Eppure, alla fine, il feeling reciproco prevalse. Prevalse anzi, ancora di più, il feeling di Lucio verso Renato, che Battisti all’inizio conobbe convinto che fosse solo un produttore, un addetto ai lavori, quasi un “collega”. Soltanto dopo, quando il ghiaccio era stato rotto e la sua fiducia ormai conquistata, egli seppe che Marengo era anche un giornalista. Senza che però ciò facesse minimamente dissipare in lui la stima maturata in quei cinque giorni di full immersion.

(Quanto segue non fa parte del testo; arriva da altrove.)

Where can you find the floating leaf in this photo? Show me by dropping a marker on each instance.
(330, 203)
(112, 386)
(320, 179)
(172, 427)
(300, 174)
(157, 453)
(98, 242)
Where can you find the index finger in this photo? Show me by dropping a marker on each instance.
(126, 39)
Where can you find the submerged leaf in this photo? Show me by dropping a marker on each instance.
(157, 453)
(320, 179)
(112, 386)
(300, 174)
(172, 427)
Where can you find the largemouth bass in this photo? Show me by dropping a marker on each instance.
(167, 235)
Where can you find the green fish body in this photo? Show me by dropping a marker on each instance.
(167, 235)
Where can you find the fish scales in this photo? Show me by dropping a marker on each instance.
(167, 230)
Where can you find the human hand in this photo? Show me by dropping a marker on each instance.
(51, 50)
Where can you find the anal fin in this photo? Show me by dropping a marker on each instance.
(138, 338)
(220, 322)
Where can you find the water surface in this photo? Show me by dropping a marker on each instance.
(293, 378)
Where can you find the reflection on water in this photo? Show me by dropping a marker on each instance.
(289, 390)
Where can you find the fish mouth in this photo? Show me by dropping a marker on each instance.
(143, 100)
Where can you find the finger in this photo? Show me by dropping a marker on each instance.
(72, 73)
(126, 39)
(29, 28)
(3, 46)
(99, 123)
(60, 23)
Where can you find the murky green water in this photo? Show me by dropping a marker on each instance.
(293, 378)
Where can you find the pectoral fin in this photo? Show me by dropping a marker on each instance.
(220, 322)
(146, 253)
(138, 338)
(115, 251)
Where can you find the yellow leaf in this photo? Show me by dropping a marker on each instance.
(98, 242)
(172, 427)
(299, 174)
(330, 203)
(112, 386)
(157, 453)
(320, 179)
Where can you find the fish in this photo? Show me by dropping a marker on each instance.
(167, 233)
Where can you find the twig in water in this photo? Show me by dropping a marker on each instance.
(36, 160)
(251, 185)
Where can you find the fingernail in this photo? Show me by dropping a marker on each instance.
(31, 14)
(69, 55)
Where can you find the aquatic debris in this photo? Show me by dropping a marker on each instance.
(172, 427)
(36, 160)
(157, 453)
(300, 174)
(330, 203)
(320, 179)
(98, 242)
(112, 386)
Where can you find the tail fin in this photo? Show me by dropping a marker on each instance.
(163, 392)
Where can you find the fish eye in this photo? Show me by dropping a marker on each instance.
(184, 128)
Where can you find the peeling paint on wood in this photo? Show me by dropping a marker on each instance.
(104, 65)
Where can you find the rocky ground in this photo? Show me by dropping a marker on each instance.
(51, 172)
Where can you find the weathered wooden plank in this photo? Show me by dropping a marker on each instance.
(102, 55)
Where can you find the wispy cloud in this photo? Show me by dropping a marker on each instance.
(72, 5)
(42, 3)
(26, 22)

E’ davvero difficile giudicare il volume, oggi che tanti anni sono passati non solo dall’intervista, ma ormai anche dalla scomparsa di Battisti. Difficile capire cosa rimanga della passione che traspare dalle righe del volume e della luce che filtra dalle pagine, senza farsi prendere dal dubbio se non sia l’amarcord a guidarci. E se non sia passato davvero troppo tempo perché quei fatti mantengano vivido il loro significato. Tanta gente non c’è più (compreso il leggendario direttore del “Ciao”, Saverio Rotondi, che per far spazio all’intervista fermò le stampe del settimanale e senza troppi complimenti fece fuori l’articolo portante, dedicato ai Genesis), tanti hanno cambiato mestiere o intrapreso strade diverse. In sostanza: ha un senso rievocare un’epopea pop vissuta trentasei anni fa, senza cadere in una celebrazione un po’ senile? L’interrogativo fa coppia col rischio che del musicista di Poggio Bustone sia stato detto e scritto tutto, forse troppo, senza che quasi nessuno ne abbia saputo tuttavia cogliere la cifra di straordinaria, italianissima, trasversale “via del rock”.
La risposta la dà forse lo stesso Marengo, quanto tenta di spiegare cosa lo ha spinto, una generazione e mezzo dopo, a pubblicare i libro. Una motivazione che è la stessa con la quale Lucio Battisti lo autorizzò a pubblicare la famosa intervista: si parla di musica. Solo di musica.